Nimetlerin Farkına Varma Açısından Oruç
Ancak insanlar, çoğu zaman gaflet perdesi altında ve sebeplerin perde olması ile Allah’ın bu nimetlerinin tam olarak farkına varamamakta ve Allah ile irtibatını kurmadan sebeplere verebilmektedir. İşte, Ramazan’da, bütün Müslümanlar, Rezzaklarının ziyafetine davet edilmiş bir misafir gibi, akşama kadar “Sofraya Buyurun!..” emrini beklerler. Bu bekleme esnasında yemek, içmek ve cinsi münasebetlerden uzak durarak âdeta melekler gibi bir kulluk tavrı içerisinde bulunurlar. Böylece yukarıda saydığımız ve sayamadığımız nimetlerin farkına vararak, bu nimetlerin ne kadar kıymetli olduğunu anlama imkânı bulup şükür vazifelerini yerine getirme gayretine girerler. Âdeta yeryüzü bir ordu gibi, beraber yiyip, beraber içmekle geniş ve külli bir ibadet ederler.
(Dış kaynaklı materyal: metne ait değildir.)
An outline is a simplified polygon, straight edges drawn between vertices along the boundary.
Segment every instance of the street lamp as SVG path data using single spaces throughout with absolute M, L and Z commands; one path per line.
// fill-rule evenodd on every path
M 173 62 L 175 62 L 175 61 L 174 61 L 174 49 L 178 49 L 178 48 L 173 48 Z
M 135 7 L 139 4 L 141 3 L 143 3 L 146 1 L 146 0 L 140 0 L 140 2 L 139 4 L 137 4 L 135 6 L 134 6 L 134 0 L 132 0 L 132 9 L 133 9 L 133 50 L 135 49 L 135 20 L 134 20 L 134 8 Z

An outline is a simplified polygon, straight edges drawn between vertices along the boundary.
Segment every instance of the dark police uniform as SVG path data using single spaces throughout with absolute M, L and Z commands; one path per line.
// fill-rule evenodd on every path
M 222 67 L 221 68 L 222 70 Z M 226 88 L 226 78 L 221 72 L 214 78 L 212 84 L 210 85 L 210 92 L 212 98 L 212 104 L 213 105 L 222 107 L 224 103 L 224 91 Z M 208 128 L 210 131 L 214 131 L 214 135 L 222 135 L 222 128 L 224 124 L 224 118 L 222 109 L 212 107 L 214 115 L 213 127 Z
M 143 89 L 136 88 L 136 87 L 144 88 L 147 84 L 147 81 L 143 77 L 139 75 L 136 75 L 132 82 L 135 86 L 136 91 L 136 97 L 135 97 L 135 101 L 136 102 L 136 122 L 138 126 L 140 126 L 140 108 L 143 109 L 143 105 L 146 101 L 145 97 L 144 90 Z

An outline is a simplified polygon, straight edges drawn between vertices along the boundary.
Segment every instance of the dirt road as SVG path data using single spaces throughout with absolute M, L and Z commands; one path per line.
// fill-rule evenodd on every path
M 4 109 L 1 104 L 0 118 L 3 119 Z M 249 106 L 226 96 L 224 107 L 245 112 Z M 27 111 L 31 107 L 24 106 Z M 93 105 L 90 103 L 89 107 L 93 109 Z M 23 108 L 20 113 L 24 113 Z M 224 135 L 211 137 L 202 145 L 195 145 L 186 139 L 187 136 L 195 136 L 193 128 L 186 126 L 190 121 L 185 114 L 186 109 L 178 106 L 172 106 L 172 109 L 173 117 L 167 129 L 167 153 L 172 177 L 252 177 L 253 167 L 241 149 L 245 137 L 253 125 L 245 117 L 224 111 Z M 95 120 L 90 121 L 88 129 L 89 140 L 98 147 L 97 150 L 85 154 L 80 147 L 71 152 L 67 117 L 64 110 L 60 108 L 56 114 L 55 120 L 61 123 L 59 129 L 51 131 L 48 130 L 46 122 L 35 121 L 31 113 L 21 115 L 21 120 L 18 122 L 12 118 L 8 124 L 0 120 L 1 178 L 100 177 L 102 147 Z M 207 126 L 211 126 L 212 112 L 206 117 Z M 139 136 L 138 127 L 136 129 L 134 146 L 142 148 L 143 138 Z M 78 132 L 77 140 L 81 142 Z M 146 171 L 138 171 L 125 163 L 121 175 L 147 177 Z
Acaba böyle ulvî bir kulluk mevsiminde, melekler gibi şerefli bir makamda ibadetle vakit geçirmek yerine, hayvanlar gibi yiyip içmeyi tercih edenler, insan ismine layık olurlar mı?
Nimetlerin Şükrünü Eda Etme Yönünden Oruç
Ramazan orucunun hikmetlerinden biri de nimetlerin kıymetini anlamamıza ve şükrünü yapmamıza vesile olmasıdır. Nimetler bize çeşitli vesilelerle ulaşır. Örneğin bir elmanın hangi sebeplerle bize ulaştığını düşünelim. Elma bize gelinceye kadar, ağaç, ağaçtan elmayı toplayan yetiştiricisi, yetiştiriciden onu satan manavına kadar çeşitli vesilelerden geçmektedir. Bizler çoğu zaman nimeti, bu vesilelerden bilip, asıl nimet sahibi olan Cenab-ı Hakk’ı görmeyiz. Asıl teşekküre layık olan Cenab-ı Hak yerine, teşekkürümüzü o elmayı bize ikram eden şahsa ederiz. Oysa o elma için arka planda bütün kâinat çalıştırılmıştır. Çünkü o elmanın olması için güneş olmalı, dünya dönmelidir… Rüzgârlar esmeli, bulutlar çalışmalıdır… O cansız, renksiz, tatsız, kokusuz toprağa giren cansız bir tohum, canlı bir bitkiye dönüşmekte, tatlı, renkli kokulu meyveler vermektedir. Demek ki, bu şuursuz mahlûklar şuurlu gibi çalışmalarıyla, bize arka plandaki ilim, irade ve kudret sahibi Cenab-ı Hakk’ı göstermektedirler.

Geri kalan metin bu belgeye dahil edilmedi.